The “Boy’s book of Photography” review.

I’ve written many posts about vintage cameras on this site, but this is something a little bit different – it’s a review of a book – the Boy’s book of Photography. This was a book I owned many years ago and was, in fact, the first book I owned on Photography when I was – well, a boy.

Actually, I guess ‘review’ is the wrong word – it’s more an appreciation of a book which got me interested in photography, and inspired me to try developing my own pictures when photography was something a bit more magical and specialised than it is now.

The book was written by J. Allan Cash (F.I.B.P. F.R.P.S.) and was originally published by Fountain Press in 1953. I don’t know when I got my copy of the book – to be honest, I think my Dad must have bought it at some point, or it’s possible it was bought for me as a Christmas present in the same year that I got a contact printing set.

Although I had the book as a boy, I mislaid it several years ago, but when I saw a copy on sale on eBay for a couple of pounds I bought it as a nostalgic purchase. As quite often happens in these circumstances, just after I received the new copy, the old one re-appeared, so now I have two copies.

The most immediate thing I remember when I reopened the book was the photographs of (what are now vintage) cameras and the images of boys in the book showing how to hold the camera to get best results. I remember practising this for hours with an old box camera of Dad’s, bracing the camera into my stomach and trying to hold myself perfectly still while I gently squeezed the trigger. It’s odd to think that these days we would worry about hand holding a camera at a shutter speed of 1/125, but most pictures I took with a box camera or folder would have been exposed at 1/25sec or 1/50sec.

Equally memorable are the pictures of how not to hold the camera – I remember thinking to myself, “I’m never going to be so slapdash as to try to hold the camera with one hand”. Fast forward a few years to when the children were younger and I quite often had to try to do exactly that as I held on to one of them as well!

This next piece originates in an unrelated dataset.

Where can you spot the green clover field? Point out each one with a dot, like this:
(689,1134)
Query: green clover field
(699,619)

In the pages on composition, there is a section on depth-of-field and how to get the best picture of a subject. The advice on not getting too close to the subject seems almost completely at odds with the modern day advice to ‘fill the frame’ but of course, most of the cameras in the book were fixed focus units. These were the models that children in those days would be likely to own, and so the advice was good – if you get too close the picture will be out of focus and blurred.

The other section which really intrigued me as a boy was the chapter on developing film and making prints. I used to pour over those pages for hours, eagerly anticipating when I’d be able to try ‘see-saw’ film development or printing with an enlarger. Although I never tried ‘see-saw’ film developing (fortunately), when I actually did try some printing many years later when Dad had bought a Boots enlarger, I found that it was every bit as exciting as my young mind had imagined!

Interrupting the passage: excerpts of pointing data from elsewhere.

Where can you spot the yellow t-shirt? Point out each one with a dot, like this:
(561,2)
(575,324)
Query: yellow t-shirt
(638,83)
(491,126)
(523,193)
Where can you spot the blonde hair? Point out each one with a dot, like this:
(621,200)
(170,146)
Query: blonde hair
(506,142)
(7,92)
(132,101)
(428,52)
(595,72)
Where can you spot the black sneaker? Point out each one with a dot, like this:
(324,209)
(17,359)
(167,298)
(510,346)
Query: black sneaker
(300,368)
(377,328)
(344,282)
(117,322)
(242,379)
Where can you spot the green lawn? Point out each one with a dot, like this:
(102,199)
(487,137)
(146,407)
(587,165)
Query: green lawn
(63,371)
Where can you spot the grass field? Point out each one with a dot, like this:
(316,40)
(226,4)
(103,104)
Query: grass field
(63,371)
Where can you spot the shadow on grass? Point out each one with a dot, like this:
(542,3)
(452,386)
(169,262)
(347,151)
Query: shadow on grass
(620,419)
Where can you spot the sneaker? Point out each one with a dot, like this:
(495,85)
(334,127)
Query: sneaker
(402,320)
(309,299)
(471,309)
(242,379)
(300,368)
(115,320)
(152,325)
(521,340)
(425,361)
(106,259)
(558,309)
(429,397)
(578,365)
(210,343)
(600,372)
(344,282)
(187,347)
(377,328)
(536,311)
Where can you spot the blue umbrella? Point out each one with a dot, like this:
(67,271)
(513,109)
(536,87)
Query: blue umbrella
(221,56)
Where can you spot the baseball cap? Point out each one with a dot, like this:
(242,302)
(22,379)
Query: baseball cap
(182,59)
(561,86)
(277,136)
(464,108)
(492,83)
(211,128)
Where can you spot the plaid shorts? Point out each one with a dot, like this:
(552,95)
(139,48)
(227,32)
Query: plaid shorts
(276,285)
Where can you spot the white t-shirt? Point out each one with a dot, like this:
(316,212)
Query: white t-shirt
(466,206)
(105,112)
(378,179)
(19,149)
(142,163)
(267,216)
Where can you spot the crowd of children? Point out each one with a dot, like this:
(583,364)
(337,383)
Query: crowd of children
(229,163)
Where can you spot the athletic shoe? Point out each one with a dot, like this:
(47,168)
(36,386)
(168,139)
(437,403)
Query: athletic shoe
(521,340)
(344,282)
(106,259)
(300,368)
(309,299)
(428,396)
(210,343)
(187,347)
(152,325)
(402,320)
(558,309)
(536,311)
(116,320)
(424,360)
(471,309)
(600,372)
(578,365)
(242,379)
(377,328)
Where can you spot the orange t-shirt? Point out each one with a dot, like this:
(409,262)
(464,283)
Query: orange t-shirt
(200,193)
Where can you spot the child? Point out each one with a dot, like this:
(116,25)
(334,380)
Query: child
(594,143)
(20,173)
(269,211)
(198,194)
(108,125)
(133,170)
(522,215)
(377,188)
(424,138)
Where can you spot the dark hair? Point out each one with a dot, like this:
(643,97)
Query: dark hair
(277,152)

As I said above, I tried contact printing one Christmas with a set containing a plastic contact frame, some powdered chemicals, a black lightproof bag with printing paper, and a set of supplied negatives. I remember I misread the instructions and instead of exposing the paper for a few seconds I exposed for a couple of minutes. The picture appeared almost as soon as the paper hit the developer and then went almost instantly black! I think my Dad put me right on that.

I guess not everyone would be interested in buying a copy of a 60 year old book of photography, and it certainly would be almost wholly irrelevant to today’s photography, but for me, as a nostalgic look back, it’s an interesting step back in time.

One comment

  • Mike PENRITH

    Can’t remember that book Simon, but Fountain Press certainly. At Farnborough Grammar School, the physics master formed a photographic society, which I joined instantly and on his advice bought bits of kit so I could annoy my mother by taking over her kitchen as a temporary darkroom!
    My first camera was a German-built Hunter 35, paid for by paper round earnings.